If it comes as a surprise that a recent government auction of 5G broadband licenses was won by agricultural giant Deere & Co. rather than AT&T or another telecom stalwart, maybe it shouldn’t. Farming – which over thousands of years evolved from humans pulling plows to chemical and most recently its genetic era – is entering its digital age. Also referred to as precision agriculture, the changes being wrought by collection and analysis of data, on life and work in rural areas, are set to accelerate.
One example from Deere that is set to debut in the farm fields next summer combines machine vision and machine learning – or, to put it in words easier to understand, think facial recognition for plants. Back in 2017, Deere acquired a company called Blue River Technology, which has been working on a way to identify individual plants and weeds. That’s not an easy task when you consider that a single acre of farm can encompass thousands of plants and the heavy machine moving through the field is operating at a speeds of 10-20 mph.
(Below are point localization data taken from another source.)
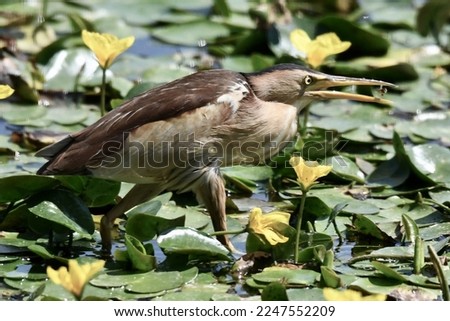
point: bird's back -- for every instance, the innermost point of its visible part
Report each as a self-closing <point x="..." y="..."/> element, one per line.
<point x="79" y="153"/>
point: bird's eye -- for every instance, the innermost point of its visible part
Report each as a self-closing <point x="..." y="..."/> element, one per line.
<point x="308" y="80"/>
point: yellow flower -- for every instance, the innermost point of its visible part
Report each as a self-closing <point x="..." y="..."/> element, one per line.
<point x="106" y="47"/>
<point x="308" y="172"/>
<point x="76" y="277"/>
<point x="5" y="91"/>
<point x="350" y="295"/>
<point x="271" y="225"/>
<point x="320" y="48"/>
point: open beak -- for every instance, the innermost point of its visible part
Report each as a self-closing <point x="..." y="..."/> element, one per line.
<point x="318" y="91"/>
AI is quickly moving into all varieties of farms and on a global basis. In China, pork farms have been using facial recognition to map and monitor pigs’ faces. And from an Irish start-up to ag giants like Cargill, facial recognition of cows for dairy farms is advancing.
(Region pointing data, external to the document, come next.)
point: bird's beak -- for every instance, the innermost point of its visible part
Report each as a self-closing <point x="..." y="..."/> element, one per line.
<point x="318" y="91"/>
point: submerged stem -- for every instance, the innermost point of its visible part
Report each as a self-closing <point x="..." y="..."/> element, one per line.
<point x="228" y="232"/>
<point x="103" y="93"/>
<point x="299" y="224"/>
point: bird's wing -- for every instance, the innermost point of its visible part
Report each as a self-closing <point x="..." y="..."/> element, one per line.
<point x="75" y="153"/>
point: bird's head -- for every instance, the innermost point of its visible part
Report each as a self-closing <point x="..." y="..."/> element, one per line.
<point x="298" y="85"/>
“Farms in these rural environments are very technologically capable, tech savvy, creating significant data each and every day during the growing season,” said Jahmy Hindman, who became Deere’s chief technology officer this past July, speaking at Thursday’s CNBC @Work Spotlight event. “The information being created is really going into helping them be me more productive and sustainable and more precise. …. Information is really critical to making decisions in the moment, minimizing inputs farmers have to put into the business and maximizing productivity.”